秦仲玉他微微一笑:“小周公子,本官给你介绍一下,这位夫人不仅是本官的岳母,还是京城光禄大夫的妻子”
小周公子:“切!光禄大夫一个闲职,你蒙别人还行,敢蒙我!她要是不赔我这条胳膊,我周家绝不会善罢甘休!”
文四姐冷眼旁观,淡定的喝茶。好饿。
秦仲玉连假笑都装不出来了:“二品诰命夫人,玄真长公主的干娘,文通明将军的女儿。”
小周公子听见‘玄真长公主’几个字,眼睛一亮:“喂,老太太,你砍了我这事儿可不小,你若能从中做媒,撮合着把玄真公主嫁给我,这事儿就算了账。
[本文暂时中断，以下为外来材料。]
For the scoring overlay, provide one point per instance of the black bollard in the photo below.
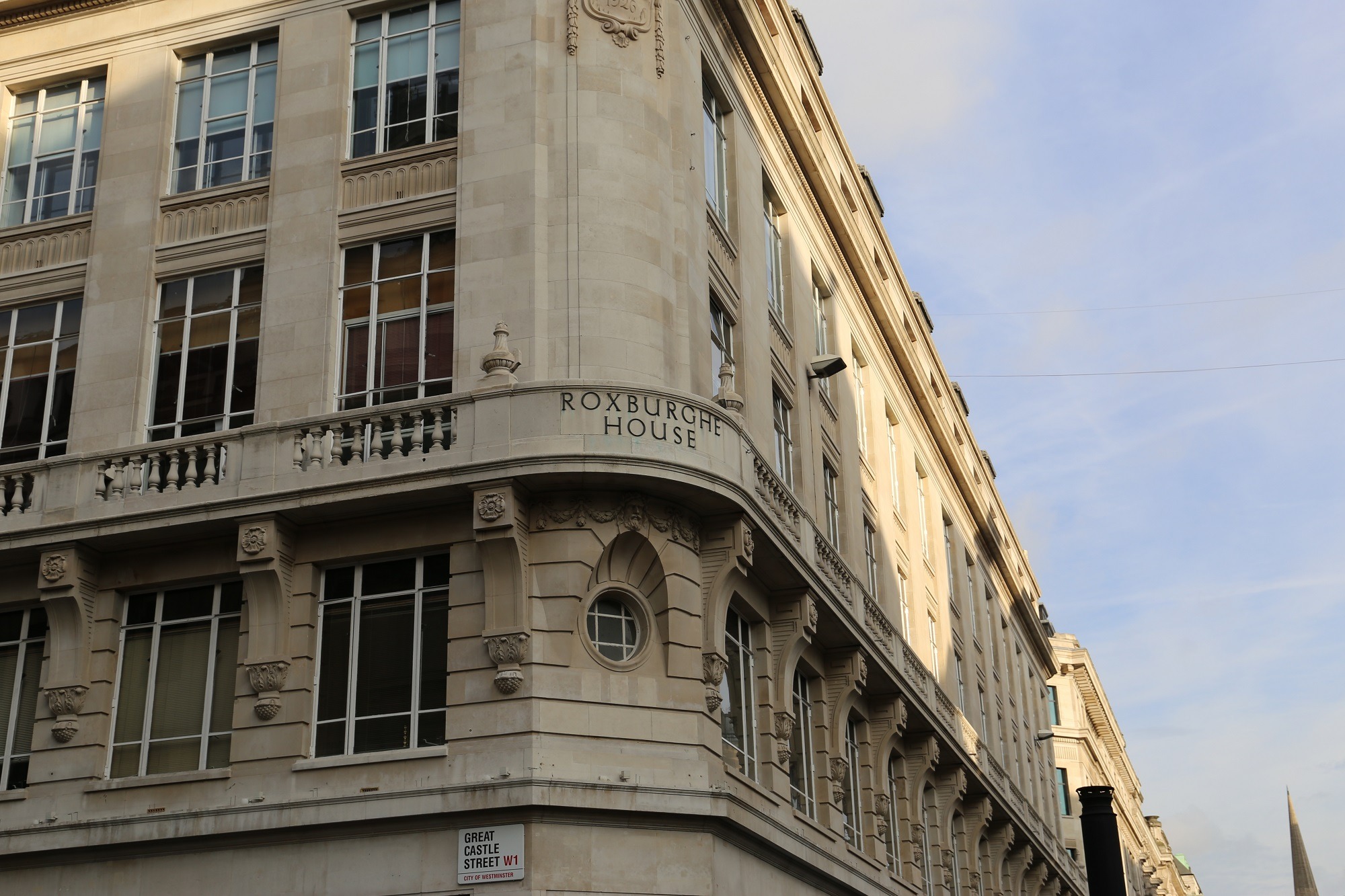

怎么样?岳母?”
文通明算什么,他自己活着的时候都保护不了自己。他很没体面的挪到文四姐面前。
文四姐心说你这话也就是在我面前说,若让姚三郎听见了,他得咒死你。
脚尖一挑,先踢在他左胸口,又同时向后一蹬。
很有技巧的把这个人踢了一个空中转身180°,扑倒秦仲玉桌子前头。
秦仲玉在刑部浸淫了半年多,真不是原先单纯善良的蓝孩子了,一拍惊堂木:“好贼子!竟敢袭击本官!拉起来,打入大牢!你这样的官宦子弟,本官管不了,明日发往京城刑部!腰带是物证!拉下去。退堂!”
他在哗哗哗,啪啪啪的鼓掌声中退堂了。
一个纨绔一辈子不可能只欺负一个人,现在这可是喜闻乐见的事儿。
只是别人畏惧周家的势力,不敢一起告状,只是心中暗爽。
跟来的家丁也惊呆了,只好回去报告老爷。
秦仲玉叫了一个城里头有名的古董商人,叫入府中:“您老精于此事,看看这条腰带,值多少。”值得多,判的重。
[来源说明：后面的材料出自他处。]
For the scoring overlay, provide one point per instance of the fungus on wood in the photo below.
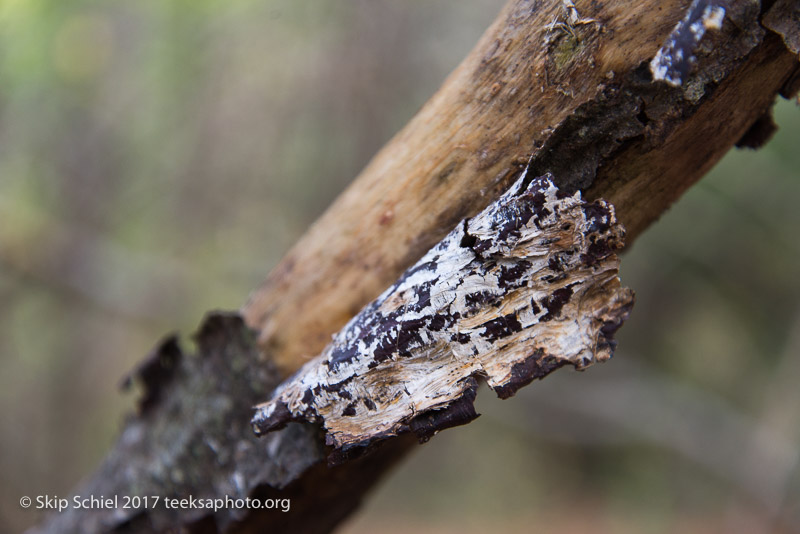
(528, 285)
老爷子捧着腰带翻来覆去的看了看:“好东珠,真犀牛角,这没的说,苏工,雕刻的细致,这儿有宫中的印字,宫中流出来的不少东西都有这样的暗戳。哎,这是皇上用过的,你看这儿刻的符号。”
秦仲玉吓了一跳,派人去问。得到的答案:“太夫人说这是皇后娘娘赏的。”
阿姜很开心,还以为要告诉岳父才能把这小子整个流放的罪状,没想到这东西来头这么大!
一直到晚上,文四姐和项包子一直在聊天,细细的问了近况。
一起吃完晚饭,喝茶聊天,秦仲玉兴致勃勃的说:“娘!师父~!岳母!咱们去他家放火吧!”
要说杀人嘛,我只敢看看不敢自己动手,若是放火,我可以的!我小时候就爱玩火!
…………
黛玉离开京城,打开第一个锦囊,里面是十张一百两的银票。还有一封短信:出门在外不要太省俭苛待自己,吃好住好最重要,一般官员赴任给二百两的路费,这些应该富富有余。给皇后买礼物通过驿站送去卓府,让卓文氏转交。
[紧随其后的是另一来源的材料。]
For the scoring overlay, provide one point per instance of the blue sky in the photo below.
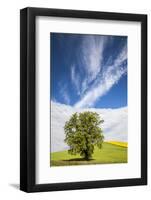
(88, 70)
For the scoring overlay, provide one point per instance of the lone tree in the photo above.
(83, 132)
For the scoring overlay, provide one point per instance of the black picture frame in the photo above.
(28, 99)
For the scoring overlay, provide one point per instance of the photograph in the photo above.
(88, 99)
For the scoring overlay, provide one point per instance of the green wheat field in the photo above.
(111, 152)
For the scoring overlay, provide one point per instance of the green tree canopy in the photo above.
(83, 131)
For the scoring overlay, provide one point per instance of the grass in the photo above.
(109, 154)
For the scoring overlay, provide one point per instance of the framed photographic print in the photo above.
(83, 99)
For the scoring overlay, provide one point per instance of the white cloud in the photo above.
(92, 48)
(64, 94)
(75, 79)
(114, 126)
(110, 76)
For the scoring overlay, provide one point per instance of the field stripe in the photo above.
(118, 143)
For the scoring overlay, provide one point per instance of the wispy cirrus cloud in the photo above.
(75, 78)
(64, 94)
(92, 48)
(105, 80)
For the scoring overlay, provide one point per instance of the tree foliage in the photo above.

黛玉想想母亲刚刚给的两千两银子,路上可真够花的!收起信:“走!”
她打扮成一个男孩子,用木玄玉的名字,穿着素色锦袍,腰上系着一条镶有玉片的革带,宽松的锦袍和束的紧紧的纤腰更显风流,身上披着绣茉莉花的披风,也是白色的。头上戴的银冠,腰间佩的是银掐丝镶七宝刀。骑的是漂亮的大白马,御马监里皇帝最喜欢的六匹马之一。皇帝要守孝三年,也不能骑马遛弯、打猎,再过三年这马就老了,于是给了黛玉。
都说是要想俏一身孝,这肤白如雪,唇红齿白的少年可真是个年轻英俊的风流贵公子。官道上来去的行人都被这一团雪白吸引住了。
旁边枣红色马上坐着一个青袍公子,也很漂亮,一样的俊秀潇洒。漂亮的交相辉映。
身后跟了两个丫鬟(红桃、雪雁)、四个小厮,都骑着马,也都有武功在身,是服侍二位公子的从人。也负责带着衣服箱子、琴囊、书箱、银子。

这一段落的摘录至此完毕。